Religion
- Ecclesiastical or organizational status: Synagogue
- Status: Active

Location
- Location: Ventura, California
- Country: United States
- Interactive map of Temple Beth Torah
- Coordinates: 34°17′15″N 119°11′41″W﻿ / ﻿34.2874°N 119.1946°W

Architecture
- Established: 1938

= Temple Beth Torah (Ventura, California) =

Reform Jewish synagogue

Temple Beth Torah is a Reform Jewish synagogue in Ventura, California. It was founded in 1938 as the Ventura County Jewish Council.

== History ==
The Ventura County Jewish Council was formed in 1938 by Jewish merchants in Ventura. Early meetings were held in a room at a Coca-Cola bottling plant in Ventura. In 1943, the group moved to a former dairy on Channel Drive, which became the first permanent Jewish community center in the county.

In the early 1960s, the congregation purchased land on Foothill Road and began construction of a new facility in 1962.

The congregation moved into the building in 1963, at which time it was formally designated as a synagogue and adopted the name Temple Beth Torah.

By 1988, the congregation had grown to more than 400 families and was described as Ventura's only temple at the time. It operated religious education programs and served the Jewish community of Ventura County. The congregation celebrated its 75th anniversary in 2013.

Ralph Moses, whose family helped found the Ventura County Jewish Council in 1938, later served as cantor and remained active in the congregation for decades.

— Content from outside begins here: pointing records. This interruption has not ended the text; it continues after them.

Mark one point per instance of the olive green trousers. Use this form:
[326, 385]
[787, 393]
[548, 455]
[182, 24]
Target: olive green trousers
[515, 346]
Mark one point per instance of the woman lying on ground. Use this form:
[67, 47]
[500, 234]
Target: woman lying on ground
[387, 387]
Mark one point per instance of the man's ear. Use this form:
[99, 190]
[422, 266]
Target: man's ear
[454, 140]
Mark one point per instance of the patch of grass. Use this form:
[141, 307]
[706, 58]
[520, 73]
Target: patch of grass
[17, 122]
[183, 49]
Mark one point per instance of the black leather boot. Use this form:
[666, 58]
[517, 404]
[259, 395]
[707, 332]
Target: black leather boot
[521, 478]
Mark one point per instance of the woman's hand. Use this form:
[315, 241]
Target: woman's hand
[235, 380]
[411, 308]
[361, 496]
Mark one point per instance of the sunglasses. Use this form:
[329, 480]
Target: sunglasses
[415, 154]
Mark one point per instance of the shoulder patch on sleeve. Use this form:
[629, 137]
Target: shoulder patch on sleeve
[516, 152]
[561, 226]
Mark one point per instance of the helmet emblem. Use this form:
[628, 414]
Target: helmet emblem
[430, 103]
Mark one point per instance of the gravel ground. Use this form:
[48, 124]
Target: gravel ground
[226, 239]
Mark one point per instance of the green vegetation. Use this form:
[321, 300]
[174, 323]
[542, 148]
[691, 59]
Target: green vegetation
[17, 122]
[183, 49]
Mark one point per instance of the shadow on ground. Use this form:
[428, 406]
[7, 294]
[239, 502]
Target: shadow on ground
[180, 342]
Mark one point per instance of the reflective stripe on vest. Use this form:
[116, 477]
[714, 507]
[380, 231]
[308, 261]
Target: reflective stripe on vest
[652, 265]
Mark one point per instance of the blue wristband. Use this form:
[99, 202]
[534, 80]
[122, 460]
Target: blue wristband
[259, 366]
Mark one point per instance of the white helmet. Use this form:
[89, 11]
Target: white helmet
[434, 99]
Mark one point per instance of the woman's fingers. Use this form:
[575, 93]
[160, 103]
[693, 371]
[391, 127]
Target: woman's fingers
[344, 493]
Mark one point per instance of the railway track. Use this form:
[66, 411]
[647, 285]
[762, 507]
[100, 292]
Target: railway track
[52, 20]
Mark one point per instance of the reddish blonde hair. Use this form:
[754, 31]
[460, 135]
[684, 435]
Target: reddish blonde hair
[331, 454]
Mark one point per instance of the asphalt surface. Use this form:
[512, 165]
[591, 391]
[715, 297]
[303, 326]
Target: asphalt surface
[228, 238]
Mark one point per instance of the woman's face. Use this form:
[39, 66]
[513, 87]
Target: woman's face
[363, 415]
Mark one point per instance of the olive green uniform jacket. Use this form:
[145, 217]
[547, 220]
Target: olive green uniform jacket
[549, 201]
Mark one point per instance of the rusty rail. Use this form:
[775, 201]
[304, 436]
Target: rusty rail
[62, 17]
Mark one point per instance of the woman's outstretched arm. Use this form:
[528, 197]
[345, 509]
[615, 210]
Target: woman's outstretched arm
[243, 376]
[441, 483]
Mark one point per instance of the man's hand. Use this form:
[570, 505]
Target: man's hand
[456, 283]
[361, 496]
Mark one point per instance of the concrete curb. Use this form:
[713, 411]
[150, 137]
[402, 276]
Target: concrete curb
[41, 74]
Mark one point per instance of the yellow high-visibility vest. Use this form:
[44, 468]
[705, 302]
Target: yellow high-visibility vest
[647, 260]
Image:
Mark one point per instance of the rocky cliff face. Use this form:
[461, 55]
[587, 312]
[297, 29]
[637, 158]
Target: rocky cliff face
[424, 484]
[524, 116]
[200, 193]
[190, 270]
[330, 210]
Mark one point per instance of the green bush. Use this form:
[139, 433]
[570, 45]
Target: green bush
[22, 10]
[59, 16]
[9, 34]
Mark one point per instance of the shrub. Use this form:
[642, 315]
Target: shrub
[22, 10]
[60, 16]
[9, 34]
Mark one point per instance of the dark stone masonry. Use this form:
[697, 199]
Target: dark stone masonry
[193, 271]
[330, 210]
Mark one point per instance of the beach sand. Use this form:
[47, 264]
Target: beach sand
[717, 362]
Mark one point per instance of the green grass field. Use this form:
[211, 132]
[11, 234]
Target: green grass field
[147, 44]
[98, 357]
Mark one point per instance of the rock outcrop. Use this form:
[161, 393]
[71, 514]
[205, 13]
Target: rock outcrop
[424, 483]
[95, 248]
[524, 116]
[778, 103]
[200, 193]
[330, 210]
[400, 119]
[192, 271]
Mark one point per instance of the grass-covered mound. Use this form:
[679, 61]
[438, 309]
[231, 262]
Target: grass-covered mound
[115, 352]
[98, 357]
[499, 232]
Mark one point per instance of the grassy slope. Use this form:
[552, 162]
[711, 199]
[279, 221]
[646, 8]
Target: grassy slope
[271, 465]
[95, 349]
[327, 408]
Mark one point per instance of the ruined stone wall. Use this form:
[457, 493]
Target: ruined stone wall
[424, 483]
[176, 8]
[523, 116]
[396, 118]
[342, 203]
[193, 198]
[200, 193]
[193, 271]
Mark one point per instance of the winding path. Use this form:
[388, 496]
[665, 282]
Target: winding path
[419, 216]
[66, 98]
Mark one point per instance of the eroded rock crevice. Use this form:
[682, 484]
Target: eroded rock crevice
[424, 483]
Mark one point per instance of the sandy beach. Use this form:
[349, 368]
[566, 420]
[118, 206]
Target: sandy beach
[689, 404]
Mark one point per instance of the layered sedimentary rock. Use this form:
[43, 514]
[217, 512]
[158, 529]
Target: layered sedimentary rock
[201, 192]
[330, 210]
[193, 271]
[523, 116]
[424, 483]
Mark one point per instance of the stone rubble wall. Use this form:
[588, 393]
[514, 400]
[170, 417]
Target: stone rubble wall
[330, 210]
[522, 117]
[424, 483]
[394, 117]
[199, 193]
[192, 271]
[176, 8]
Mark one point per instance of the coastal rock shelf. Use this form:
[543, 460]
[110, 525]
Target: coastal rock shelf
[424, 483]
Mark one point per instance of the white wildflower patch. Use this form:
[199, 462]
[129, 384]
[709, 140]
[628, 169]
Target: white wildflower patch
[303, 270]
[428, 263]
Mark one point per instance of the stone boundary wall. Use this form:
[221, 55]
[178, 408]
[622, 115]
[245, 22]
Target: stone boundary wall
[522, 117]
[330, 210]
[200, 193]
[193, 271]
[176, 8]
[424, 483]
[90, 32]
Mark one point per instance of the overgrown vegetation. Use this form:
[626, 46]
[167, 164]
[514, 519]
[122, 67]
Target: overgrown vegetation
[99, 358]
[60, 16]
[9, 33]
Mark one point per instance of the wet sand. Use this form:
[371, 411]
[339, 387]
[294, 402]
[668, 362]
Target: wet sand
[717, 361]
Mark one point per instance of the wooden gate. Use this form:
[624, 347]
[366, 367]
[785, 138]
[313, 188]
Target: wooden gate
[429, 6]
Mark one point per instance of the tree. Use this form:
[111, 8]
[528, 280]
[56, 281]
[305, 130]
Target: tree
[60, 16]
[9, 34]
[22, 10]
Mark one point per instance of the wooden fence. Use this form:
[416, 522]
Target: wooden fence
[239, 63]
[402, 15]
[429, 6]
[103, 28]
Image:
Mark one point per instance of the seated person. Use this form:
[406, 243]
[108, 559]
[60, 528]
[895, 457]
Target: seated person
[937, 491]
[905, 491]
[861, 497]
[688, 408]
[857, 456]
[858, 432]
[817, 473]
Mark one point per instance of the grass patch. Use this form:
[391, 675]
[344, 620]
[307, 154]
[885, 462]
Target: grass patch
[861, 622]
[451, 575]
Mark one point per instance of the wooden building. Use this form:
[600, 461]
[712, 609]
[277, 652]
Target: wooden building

Rabbi Lisa Hochberg-Miller joined the congregation in 1997. In 2007, a profile marked her first decade of leadership and discussed the congregation's educational and community initiatives. In 2015, the Jewish Daily Forward named Rabbi Lisa Hochberg-Miller among the 33 Most Inspiring Rabbis in America.

== Affiliation ==
Temple Beth Torah is affiliated with the Union for Reform Judaism.